While some might assume a new business needs thousands of dollars in startup investment, Pool Neistat disagrees. “The risk is too high when you do that. Of course, believe in yourself, but you don’t have to throw yourself to the wolves. It’s a lot of expectation, and then it becomes very stressful. If you don’t have so much to lose, then it’s a lot less scary.”
We were dying to know what advice she’d give other aspiring entrepreneurs and were surprised to find that she doesn’t think that term exists. “You can’t be an aspiring entrepreneur. You either have it or you don’t. You can be successful or unsuccessful, but if you’re an entrepreneur, you know you are one, because these ideas keep you up at night and you want to do it before anyone else does it. It’s like a race. If you wake up in the morning and you don’t have something to do, then you need to find a part-time job to keep you busy. You have to be busy. You can't be like, ‘I’m going to start a company’ and then wait for it to happen.”
Her inspiration for Finn and Billy!, while difficult for her to define, is equally meticulous. “I think if you’re an entrepreneurial person or an artistic person, you just have this Post-It note in your brain. You see something, and you maybe don’t realize that it’s resonated with you—like somebody’s necklace or someone’s grandma’s ring, or a pattern on a gate—and that Post-It note is there on your refrigerator door in your mind. Somehow you have to remember to do whatever is on the Post-It note.” She admits to stopping people on the street so she can examine their jewelry, especially if it’s vintage. “If it’s gold and diamonds, I have to stare at it.”
Among the dainty pieces she wears every day is her stunning solitaire engagement ring.
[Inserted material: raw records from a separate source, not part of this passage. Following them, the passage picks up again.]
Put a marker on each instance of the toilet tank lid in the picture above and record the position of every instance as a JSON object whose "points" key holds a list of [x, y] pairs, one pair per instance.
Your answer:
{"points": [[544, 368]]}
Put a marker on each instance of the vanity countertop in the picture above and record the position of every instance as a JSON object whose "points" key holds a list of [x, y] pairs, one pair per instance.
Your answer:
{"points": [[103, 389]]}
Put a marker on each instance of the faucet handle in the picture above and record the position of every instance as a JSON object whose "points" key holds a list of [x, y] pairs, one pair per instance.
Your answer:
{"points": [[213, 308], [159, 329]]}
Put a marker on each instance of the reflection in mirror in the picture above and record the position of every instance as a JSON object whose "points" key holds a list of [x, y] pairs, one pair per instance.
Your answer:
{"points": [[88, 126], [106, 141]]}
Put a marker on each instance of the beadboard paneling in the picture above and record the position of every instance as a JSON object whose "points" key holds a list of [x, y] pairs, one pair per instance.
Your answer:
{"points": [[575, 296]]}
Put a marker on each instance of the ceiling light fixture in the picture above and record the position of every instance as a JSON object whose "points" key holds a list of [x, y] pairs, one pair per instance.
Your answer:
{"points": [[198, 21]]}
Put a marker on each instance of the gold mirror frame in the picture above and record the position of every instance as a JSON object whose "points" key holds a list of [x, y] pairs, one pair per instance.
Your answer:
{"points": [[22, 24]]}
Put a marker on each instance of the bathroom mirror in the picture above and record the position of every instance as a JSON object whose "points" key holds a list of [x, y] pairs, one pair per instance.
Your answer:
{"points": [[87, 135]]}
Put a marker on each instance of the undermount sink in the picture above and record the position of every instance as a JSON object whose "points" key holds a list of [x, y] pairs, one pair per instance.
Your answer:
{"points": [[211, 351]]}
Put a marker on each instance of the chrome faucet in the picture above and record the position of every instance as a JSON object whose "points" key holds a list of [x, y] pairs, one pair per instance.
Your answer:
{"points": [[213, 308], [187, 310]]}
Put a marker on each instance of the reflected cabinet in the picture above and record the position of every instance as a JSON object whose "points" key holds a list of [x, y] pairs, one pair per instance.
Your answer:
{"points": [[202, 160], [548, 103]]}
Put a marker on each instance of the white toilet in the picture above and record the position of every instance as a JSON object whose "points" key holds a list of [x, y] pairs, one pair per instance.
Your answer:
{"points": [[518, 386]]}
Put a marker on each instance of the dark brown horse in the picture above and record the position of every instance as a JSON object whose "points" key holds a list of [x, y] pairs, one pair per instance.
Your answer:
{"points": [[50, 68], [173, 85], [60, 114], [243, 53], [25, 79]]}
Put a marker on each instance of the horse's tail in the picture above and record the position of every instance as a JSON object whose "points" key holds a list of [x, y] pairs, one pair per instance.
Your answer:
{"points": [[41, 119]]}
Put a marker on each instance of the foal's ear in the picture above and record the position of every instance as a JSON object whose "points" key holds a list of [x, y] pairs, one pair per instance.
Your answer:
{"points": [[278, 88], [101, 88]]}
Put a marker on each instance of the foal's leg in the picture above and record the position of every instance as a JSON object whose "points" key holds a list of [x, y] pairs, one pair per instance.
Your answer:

The pressure on her husband to find his designer wife the perfect ring was, understandably, significant. “Whenever anyone was like, what do you want as your engagement ring? I would say that I want a ruby, I want something vintage—anything but a solitaire. Those words would come out of my mouth for years. Then when Casey got down on his knee, the first thing that I thought was that is a beautiful diamond, and then it registered—he’s asking me to marry him. Then it was, oh fuck, and then it was like, oh, it’s a solitaire.” She laughs, acknowledging that he correctly put it in yellow gold, the only metal she wears. “It’s a beautiful diamond. Now I love it.”
With two companies to run and a husband and daughter at home, the energetic entrepreneur remains seemingly unfazed. The secret, she claims, is indulging in the occasional 5 PM happy hour at the downstairs bar, Vic’s (she’s a Tito’s and soda girl), and the blissful solitude of her car. While she is a self-professed terrible driver, she maintains that buying a car seven years ago restored her relationship with the city. “I love New York in a car, especially in the summer. I have my radio on, I listen to that new Justin Timberlake song with the windows down. It’s my mediation. You’re the boss.” We couldn’t agree more.